The fact that Ortiz was able to gather such important endorsements is a testament to how the conservative community views him. In many ways, the MMA fighter is an extension of Trump’s political ideology and a personification of the modern GOP—a racially-fueled, conspiracy-theory-driven party filled with poisonous masculinity, toxic militarism, and patriotic propaganda. Ortiz happens to meet all the aforementioned requirements in spades.
Given the UFC Hall of Famer’s controversial beliefs, his decision to run for office has been met with a mixture of support and criticism from his fellow candidates. Thomas LaParne has expressed his “utmost respect” for the former UFC fighter, while Oscar D. Rodriguez believes that candidates like Ortiz use “their celebrity status and wild QAnon conspiracy theories to advance themselves politically and personally.”

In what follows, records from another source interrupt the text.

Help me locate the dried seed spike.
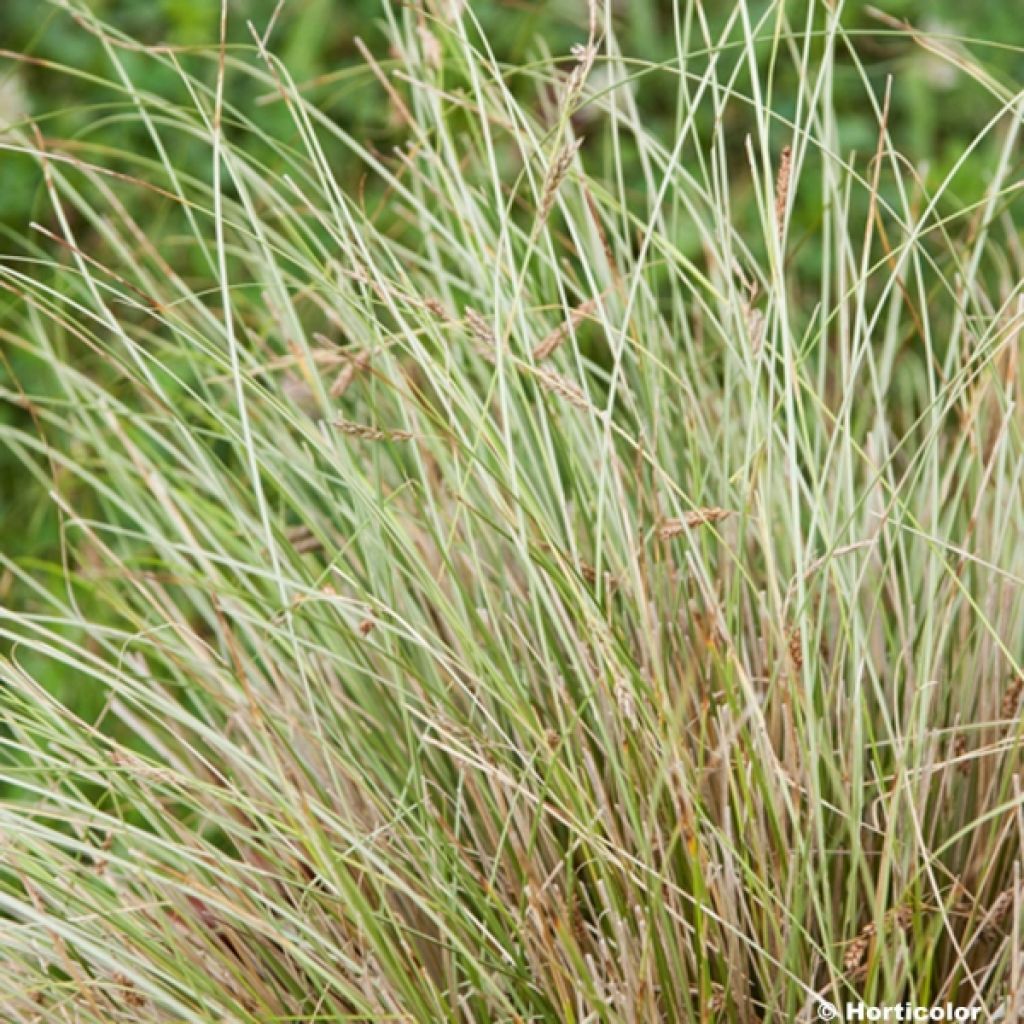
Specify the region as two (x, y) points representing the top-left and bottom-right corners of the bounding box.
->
(999, 676), (1024, 728)
(114, 974), (146, 1010)
(615, 679), (637, 725)
(775, 145), (793, 236)
(534, 299), (598, 362)
(657, 506), (732, 541)
(950, 735), (971, 775)
(423, 296), (452, 324)
(537, 138), (583, 223)
(534, 369), (593, 410)
(981, 887), (1014, 941)
(787, 626), (804, 672)
(466, 306), (498, 348)
(334, 420), (413, 441)
(328, 352), (370, 398)
(843, 923), (874, 974)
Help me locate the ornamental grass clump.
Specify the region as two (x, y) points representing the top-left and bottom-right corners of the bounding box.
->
(0, 0), (1024, 1024)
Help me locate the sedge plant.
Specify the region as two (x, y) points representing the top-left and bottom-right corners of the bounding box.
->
(0, 0), (1024, 1024)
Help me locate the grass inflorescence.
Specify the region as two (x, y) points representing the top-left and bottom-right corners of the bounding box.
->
(0, 0), (1024, 1024)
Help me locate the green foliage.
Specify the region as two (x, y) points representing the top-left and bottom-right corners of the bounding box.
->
(0, 0), (1024, 1024)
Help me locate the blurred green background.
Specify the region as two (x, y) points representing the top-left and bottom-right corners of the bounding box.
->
(0, 0), (1024, 663)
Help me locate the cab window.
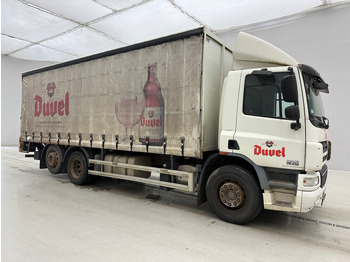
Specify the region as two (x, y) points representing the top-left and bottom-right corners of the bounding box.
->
(243, 72), (293, 118)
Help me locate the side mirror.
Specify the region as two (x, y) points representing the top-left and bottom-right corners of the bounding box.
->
(281, 75), (298, 104)
(284, 106), (300, 121)
(284, 105), (301, 130)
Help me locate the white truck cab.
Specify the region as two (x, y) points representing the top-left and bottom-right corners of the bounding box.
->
(219, 33), (330, 212)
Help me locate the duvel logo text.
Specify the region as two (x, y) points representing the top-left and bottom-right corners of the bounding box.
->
(254, 145), (286, 157)
(34, 83), (69, 117)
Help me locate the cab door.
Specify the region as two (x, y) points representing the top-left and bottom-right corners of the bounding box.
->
(234, 67), (305, 170)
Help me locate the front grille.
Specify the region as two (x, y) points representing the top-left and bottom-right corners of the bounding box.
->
(320, 165), (328, 188)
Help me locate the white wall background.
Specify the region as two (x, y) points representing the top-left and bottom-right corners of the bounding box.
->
(1, 4), (350, 170)
(218, 4), (350, 170)
(1, 55), (53, 145)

“I honestly didn’t know that Tito lived in town when he announced he was running. Serving as chair of the planning commission, he never showed up to speak about development and I’ve never seen him at Bolsa Chica helping to preserve and restore open space. The only time I’ve seen him in recent years is on TMZ or standing on the side of known hate groups ‘protecting’ HB from peaceful protests,” said fellow candidate Dan Kalmick.
The criticism is shared by some of the Black voters in Huntington Beach. Prior to speaking at an Oktoberfest event at the Old World Village on Oct. 14, Ortiz claimed he was “confronted” by Black Lives Matter protesters who questioned his decision to run for office. Part of the exchange was captured on camera, where Ortiz can be seen aggressively responding to a Black woman.
“I was ready to take a bullet for my city to protect property,” Ortiz said during the exchange. “And not one other City Council member ever stood for that except me. I have Mexican, white, Irish, and Black in me. Stop being the victim.”
Ortiz did not respond to Right Wing Watch’s request for comment.